Wednesday, October 05, 2005

Westphal, Hip-Hopper, Banken-Chefs

Da werfe ich heute zum ersten Mal seit Wochen wieder einen Blick in die Berliner Zeitung, die mir angesichts der lokalen Konkurrenz eigentlich recht sympathisch ist und mir fällt eine Rezension von Gilliams Film über die Brüder Grimm ins Auge. Das Ganze beginnt so:
"Noch jeder Banken-Chef oder Hip-Hopper kennt wenigstens zwei oder drei der "Kinder- und Hausmärchen" der Gebrüder Grimm. Umfassender interessierte Leute schätzen die Brüder darüber hinaus als Begründer der Germanistik und Schöpfer etwa des "Deutschen Wörterbuchs"; ...".
Den weiteren Verlauf möchte ich gar nicht kommentieren, da ich den Film noch nicht kenne, doch schon aus diesen ersten eineinhalb Sätzen scheint eine ganz spezifische, freilich nicht allzu leicht zu bestimmende Geisteshaltung zu sprechen. Diese entspricht sicher nicht dem guten alten Philologendünkel der humanistisch Gebildeten und entsprechend Belesenen. Die haben wahrscheinlich von Hip-Hop noch nie was gehört und würden mit Sicherheit andere Beispiele von Bevölkerungsgruppen auswählen, von denen sie als Privilegierte sich absetzen könnten, eventuell Abendschüler oder andere Proleten. Im Falle der Autorin Westphal liegt die Sache anders. Hier möchte wohl jemand einer viel enger umgrenzten Gruppierung zugeteilt werden, nämlich einem belesenen urbanen Milieu, das nicht den Mief der alten Geisteswelt ausströmt und dennoch in puncto intellektuellem Dünkel keinen Millimeter zurücksteht. So ungefähr und aus Berliner Sicht: hier in Prenzlauer Berg fühlen wir uns wohl, hier ist die wahre Elite zu hause, da können die Banker in Mitte (oder - noch schlimmer - in Dahlem) genauso wenig mit wie die Rapprolls im nordwestlich eängstigend dräuenden Wedding.

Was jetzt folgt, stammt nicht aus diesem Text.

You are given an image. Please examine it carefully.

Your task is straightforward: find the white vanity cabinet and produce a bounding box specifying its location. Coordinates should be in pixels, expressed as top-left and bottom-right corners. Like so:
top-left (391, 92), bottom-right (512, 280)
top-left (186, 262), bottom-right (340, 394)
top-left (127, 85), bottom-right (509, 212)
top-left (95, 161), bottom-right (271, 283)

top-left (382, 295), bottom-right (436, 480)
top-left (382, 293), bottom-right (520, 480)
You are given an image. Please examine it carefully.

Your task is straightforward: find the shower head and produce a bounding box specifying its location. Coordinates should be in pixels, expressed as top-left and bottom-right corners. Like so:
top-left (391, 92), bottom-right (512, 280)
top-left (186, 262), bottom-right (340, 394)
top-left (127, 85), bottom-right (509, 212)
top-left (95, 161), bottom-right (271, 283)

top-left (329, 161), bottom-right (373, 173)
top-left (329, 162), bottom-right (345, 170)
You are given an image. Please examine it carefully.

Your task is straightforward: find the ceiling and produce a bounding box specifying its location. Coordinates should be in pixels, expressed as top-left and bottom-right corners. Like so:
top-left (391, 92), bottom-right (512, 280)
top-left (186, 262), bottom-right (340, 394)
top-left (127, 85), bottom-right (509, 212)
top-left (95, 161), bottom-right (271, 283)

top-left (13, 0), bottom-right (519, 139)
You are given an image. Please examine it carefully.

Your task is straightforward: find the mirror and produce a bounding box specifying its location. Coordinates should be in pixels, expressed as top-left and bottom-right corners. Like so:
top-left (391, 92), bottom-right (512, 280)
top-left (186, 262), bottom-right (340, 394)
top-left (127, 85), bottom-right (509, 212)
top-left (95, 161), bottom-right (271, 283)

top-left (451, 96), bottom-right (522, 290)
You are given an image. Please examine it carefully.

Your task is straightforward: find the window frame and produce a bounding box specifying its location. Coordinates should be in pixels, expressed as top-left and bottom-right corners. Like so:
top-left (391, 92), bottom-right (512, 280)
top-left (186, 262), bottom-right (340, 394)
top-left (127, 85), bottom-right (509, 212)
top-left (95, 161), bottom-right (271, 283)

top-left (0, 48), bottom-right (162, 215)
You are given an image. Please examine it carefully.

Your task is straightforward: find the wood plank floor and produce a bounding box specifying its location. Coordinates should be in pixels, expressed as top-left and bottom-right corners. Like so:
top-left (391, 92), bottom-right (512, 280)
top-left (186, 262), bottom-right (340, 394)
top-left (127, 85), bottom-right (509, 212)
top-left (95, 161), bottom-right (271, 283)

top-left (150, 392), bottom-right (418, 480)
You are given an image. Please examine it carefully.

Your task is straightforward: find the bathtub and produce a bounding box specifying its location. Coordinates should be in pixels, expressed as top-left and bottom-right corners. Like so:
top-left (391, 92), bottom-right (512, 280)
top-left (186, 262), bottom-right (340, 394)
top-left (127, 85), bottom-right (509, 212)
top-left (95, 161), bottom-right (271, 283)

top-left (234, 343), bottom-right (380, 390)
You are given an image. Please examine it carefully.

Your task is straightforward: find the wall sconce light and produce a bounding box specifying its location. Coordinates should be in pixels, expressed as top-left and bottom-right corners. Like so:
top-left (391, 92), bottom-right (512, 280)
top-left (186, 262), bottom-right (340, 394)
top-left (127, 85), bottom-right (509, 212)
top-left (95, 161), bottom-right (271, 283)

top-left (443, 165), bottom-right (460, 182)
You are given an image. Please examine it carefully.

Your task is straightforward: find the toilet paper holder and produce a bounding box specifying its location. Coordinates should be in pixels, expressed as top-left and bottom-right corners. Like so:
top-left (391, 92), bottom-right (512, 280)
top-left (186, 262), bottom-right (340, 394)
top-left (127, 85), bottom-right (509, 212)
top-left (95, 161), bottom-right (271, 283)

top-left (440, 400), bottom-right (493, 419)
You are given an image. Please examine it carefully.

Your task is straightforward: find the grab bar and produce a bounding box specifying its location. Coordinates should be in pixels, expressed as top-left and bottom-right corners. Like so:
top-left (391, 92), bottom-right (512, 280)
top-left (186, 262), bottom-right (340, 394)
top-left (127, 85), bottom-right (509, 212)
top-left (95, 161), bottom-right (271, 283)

Natürlich kann man Hip-Hop bzw. Hip-Hopper nicht mögen, doch dann sollte man schon Gründe haben, bzw. auch nennen. Und gegen Bankenchefs negativ eingestellt zu sein ist sicher nicht unsympathisch, nur ist das Problem an diesen sicher zu allerletzt mangelnde Belesenheit im germanistischen Kulturgut. Was aus dieser Formulierung spricht ist nichts weiter als alte Arroganz in neuer Verkleidung.